Since Canada produces only beer, the increase in GDP is the same thing as the increase in beer production. But what we really care about isn’t beer production, it’s the consumption of beer-and-pizza combos — and this is what GDI measures. So long as the rate at which beer and pizza are traded on the international markets stays at 1:1, it doesn’t matter which measure you use. GDP has gone from 100 to 150 (50 per cent increase), and GDI has gone from 50 to 75 (also a 50 per cent increase).
But there’s another way that our situation can be improved. Suppose that beer production is 100, but for some reason — less beer on international markets, more pizza or some combination of the two — the relative demand for beer increases, and beer producers are now able to obtain three pizzas for one beer. This 200 per cent increase in Canada’s terms of trade — the ratio of the price of the good it exports to the price of the good it imports — means that Canada can trade 25 beers for 75 pizzas. Even though beer production hasn’t changed, we can now consume 75 beer-and-pizza combos.
It is here that the distinction between GDP and GDI becomes important. Since beer production hasn’t changed, Statistics Canada would record no increase in GDP. But since we’re now able to consume 75 beer-and-pizza combos, measured GDI would increase by 50 per cent.
You don’t hear a lot about GDI, partly because up until about 2002 or so, the GDP-GDI distinction didn’t matter all that much. Canada’s terms of trade were relatively stable between 1981 (when the Statscan data begin) and 2002.
Then came the resource boom. Although resource exports still only account for one-third of total exports, resource prices are so volatile that they explain almost all of the movements in our terms of trade:
The Bank of Canada’s commodity price index was more than double its 1981-2002 average by the end of the third quarter of 2014, and this surge increased Canada’s terms of trade by about 20 per cent. This improvement has had a significant effect on incomes beyond the increase in GDP:
About two-fifths of the gains in GDI during the 2002-08 resource boom came from the improvements in Canada’s terms of trade. Some of those gains were lost and then partially recovered during 2008-09, but 2014 Q3 GDI was still about seven per cent higher than it would have been if the surge in commodity prices had never happened.

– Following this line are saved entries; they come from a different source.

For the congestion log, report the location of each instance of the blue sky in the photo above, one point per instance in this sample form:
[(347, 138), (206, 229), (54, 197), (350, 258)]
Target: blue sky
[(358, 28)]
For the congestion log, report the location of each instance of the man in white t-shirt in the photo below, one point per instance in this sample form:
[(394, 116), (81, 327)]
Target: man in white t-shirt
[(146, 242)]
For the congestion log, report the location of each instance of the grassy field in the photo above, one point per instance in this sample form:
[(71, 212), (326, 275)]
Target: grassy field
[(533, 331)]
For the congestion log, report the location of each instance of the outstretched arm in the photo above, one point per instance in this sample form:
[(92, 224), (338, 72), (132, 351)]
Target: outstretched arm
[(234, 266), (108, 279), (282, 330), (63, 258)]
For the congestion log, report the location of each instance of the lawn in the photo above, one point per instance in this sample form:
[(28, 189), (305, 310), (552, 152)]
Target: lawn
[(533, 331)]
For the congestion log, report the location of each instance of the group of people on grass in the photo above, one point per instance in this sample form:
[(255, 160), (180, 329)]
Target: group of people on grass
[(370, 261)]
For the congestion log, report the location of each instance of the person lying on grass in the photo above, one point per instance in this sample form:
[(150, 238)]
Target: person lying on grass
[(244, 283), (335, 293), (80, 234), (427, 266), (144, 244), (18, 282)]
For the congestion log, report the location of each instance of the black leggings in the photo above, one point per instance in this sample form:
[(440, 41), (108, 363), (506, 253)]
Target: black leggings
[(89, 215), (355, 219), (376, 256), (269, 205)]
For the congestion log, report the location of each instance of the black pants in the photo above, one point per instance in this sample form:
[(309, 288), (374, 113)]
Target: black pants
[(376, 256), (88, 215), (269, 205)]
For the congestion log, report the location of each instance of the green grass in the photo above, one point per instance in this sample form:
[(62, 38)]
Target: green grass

The Bank of Canada’s commodity price index has fallen by one-third since the end of 2014 Q3, and if the past is any guide — and there’s little reason to think that it it shouldn’t be — Canada’s terms of trades are set to fall as well. The quantity of goods produced in Canada — that is to say, GDP — may well increase if the increase in consumer spending and net exports more than offsets the reduction in investment expenditure. But that increase is more than likely to be offset by the sharp fall in the price of what Canada produces.
The RBC noted as much in its report:
[W]hile we believe the impact of lower oil prices on real production, i.e. GDP, growth is likely minimal, there is a clear negative impact on real Gross Domestic Income (GDI). In effect, the lower price for a major export product, crude oil, reduces the amount of imports that can be purchased for a given volume of exports and thereby lowers the purchasing power of domestic production.
Perhaps a more intuitive analogy would look like this good news/bad new situation:
- Canadians are obliged to accept a pay cut of five per cent, but
- Canadians are also offered the possibility of increasing their hours worked by one per cent.
I don’t know anyone who would think that the opportunity of working more to earn less is good news, but that’s what you would conclude if you focused on GDP. Looking at GDI — and the link between commodity prices and Canada’s terms of trade — is a better way of working through the effects of the fall in oil prices on the economy than squeezing it through the one-dimensional framework of GDP = C + I + G + (X-M).